Kenaikan saham di Jepang yang terjadi karena melemahnya yen dan kenaikan imbal hasil di AS memang bisa menjadi faktor yang berpengaruh. Ketika yen melemah, hal ini bisa menguntungkan bagi perusahaan ekspor Jepang karena membuat produk mereka lebih kompetitif di pasar global. Investor sering kali bereaksi positif terhadap perusahaan ekspor karena prospek pendapatan yang lebih baik dalam mata uang domestik setelah konversi dari mata uang asing yang lebih kuat.

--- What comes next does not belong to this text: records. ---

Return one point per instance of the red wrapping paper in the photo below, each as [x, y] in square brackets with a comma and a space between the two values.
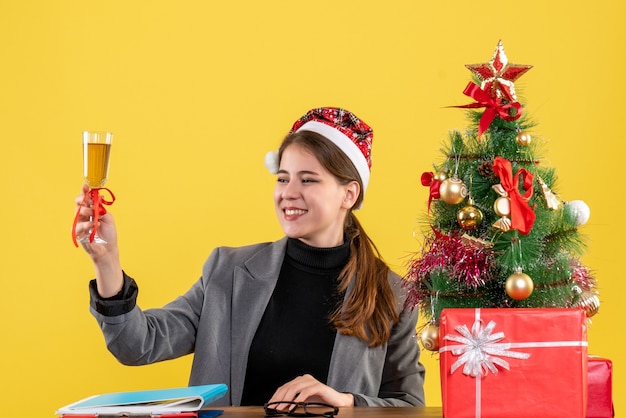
[550, 383]
[600, 388]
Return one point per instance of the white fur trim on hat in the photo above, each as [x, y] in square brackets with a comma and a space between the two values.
[344, 143]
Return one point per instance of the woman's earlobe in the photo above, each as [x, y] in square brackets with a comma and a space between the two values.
[352, 194]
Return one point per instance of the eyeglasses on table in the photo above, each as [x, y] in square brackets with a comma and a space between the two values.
[300, 409]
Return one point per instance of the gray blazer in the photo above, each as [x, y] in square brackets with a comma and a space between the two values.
[217, 319]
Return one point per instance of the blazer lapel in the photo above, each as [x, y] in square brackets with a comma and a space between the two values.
[348, 353]
[253, 285]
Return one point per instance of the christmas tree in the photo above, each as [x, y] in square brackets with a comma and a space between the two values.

Di sisi lain, kenaikan imbal hasil di AS—yaitu peningkatan tingkat suku bunga atau imbal hasil obligasi—dapat mempengaruhi pasar saham secara global. Imbal hasil yang lebih tinggi bisa membuat obligasi menjadi lebih menarik bagi investor dibandingkan saham, namun juga menunjukkan ekonomi yang lebih kuat, yang secara umum dianggap positif untuk pasar saham karena mengindikasikan pertumbuhan yang lebih baik.
Jadi, dua faktor ini secara bersama-sama dapat mempengaruhi sentimen pasar dan mengakibatkan kenaikan saham di Jepang serta reaksi positif dari investor.

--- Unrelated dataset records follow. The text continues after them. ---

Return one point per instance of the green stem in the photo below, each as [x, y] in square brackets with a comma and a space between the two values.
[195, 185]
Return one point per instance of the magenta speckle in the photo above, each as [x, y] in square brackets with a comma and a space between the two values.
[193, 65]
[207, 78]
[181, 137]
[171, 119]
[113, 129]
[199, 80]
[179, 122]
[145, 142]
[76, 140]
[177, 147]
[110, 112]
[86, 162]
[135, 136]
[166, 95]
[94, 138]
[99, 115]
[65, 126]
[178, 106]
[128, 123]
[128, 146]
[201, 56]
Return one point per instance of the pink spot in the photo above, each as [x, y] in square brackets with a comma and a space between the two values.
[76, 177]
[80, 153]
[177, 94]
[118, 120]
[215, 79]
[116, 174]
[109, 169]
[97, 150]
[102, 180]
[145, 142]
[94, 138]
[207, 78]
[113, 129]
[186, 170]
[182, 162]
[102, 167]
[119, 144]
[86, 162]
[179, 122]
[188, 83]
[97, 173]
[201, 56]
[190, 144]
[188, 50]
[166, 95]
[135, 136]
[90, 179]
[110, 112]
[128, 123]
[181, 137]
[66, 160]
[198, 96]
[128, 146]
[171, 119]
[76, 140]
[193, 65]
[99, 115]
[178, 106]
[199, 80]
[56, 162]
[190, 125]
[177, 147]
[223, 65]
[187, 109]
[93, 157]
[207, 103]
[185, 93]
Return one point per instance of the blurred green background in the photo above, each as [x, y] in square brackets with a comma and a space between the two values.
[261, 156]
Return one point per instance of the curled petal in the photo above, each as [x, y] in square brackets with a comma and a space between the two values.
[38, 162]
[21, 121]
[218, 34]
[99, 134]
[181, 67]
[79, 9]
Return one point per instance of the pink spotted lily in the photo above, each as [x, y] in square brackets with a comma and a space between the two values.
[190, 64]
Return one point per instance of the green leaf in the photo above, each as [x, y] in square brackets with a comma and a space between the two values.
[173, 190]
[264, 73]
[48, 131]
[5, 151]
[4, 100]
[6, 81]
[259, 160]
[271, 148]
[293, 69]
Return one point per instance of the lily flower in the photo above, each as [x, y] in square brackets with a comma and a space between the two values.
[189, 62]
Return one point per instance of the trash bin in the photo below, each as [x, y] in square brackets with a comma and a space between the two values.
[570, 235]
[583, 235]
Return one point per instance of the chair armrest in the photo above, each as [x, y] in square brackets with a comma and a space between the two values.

Lonjakan Imbal Hasil AS: Imbal hasil yang lebih tinggi di AS dapat mengindikasikan ekonomi yang lebih kuat, yang secara umum mendukung pasar saham global. Investor sering bereaksi positif terhadap berita tentang kenaikan imbal hasil karena mengindikasikan prospek pertumbuhan ekonomi yang lebih baik.

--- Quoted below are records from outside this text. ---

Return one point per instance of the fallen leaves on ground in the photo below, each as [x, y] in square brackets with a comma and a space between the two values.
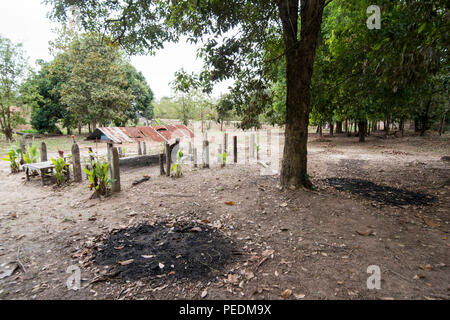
[126, 262]
[431, 223]
[286, 293]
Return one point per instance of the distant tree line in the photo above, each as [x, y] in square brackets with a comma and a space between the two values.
[88, 83]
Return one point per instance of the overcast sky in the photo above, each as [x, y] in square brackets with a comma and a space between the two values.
[25, 21]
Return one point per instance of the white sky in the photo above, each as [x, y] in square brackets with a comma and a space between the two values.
[25, 21]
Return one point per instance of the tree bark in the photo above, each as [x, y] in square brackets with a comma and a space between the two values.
[300, 56]
[362, 130]
[339, 127]
[442, 125]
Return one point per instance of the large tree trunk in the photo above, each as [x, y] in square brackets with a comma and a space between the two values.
[442, 125]
[339, 127]
[300, 56]
[362, 130]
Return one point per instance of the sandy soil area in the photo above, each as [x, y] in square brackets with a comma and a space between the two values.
[289, 244]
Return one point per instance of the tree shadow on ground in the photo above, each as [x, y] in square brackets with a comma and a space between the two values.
[380, 193]
[179, 251]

Penguatan Dolar terhadap Yen: Penguatan dolar terhadap yen membuat produk ekspor Jepang lebih kompetitif di pasar global. Ini menguntungkan bagi perusahaan-perusahaan Jepang yang bergantung pada ekspor untuk pendapatan mereka. Sebagai hasilnya, saham sektor eksportir di Jepang, seperti Hitachi yang disebutkan, dapat mengalami kenaikan signifikan.
Penguatan Sektor Perbankan: Kenaikan imbal hasil dapat meningkatkan margin keuntungan bagi perbankan, yang dapat mengangkat saham-saham sektor keuangan di Jepang. Ini terutama relevan di tengah ekspektasi pasar terhadap kebijakan moneter yang lebih ketat di masa depan.
Sentimen Positif dari Investor: Reaksi positif dari investor terhadap berita-berita ekonomi yang menguntungkan, seperti kenaikan imbal hasil AS, dapat mengarah pada kenaikan luas dalam indeks-indeks seperti Topix dan Nikkei 225. Ini tercermin dalam jumlah saham yang menguat lebih banyak daripada yang melemah dalam indeks Topix hari ini.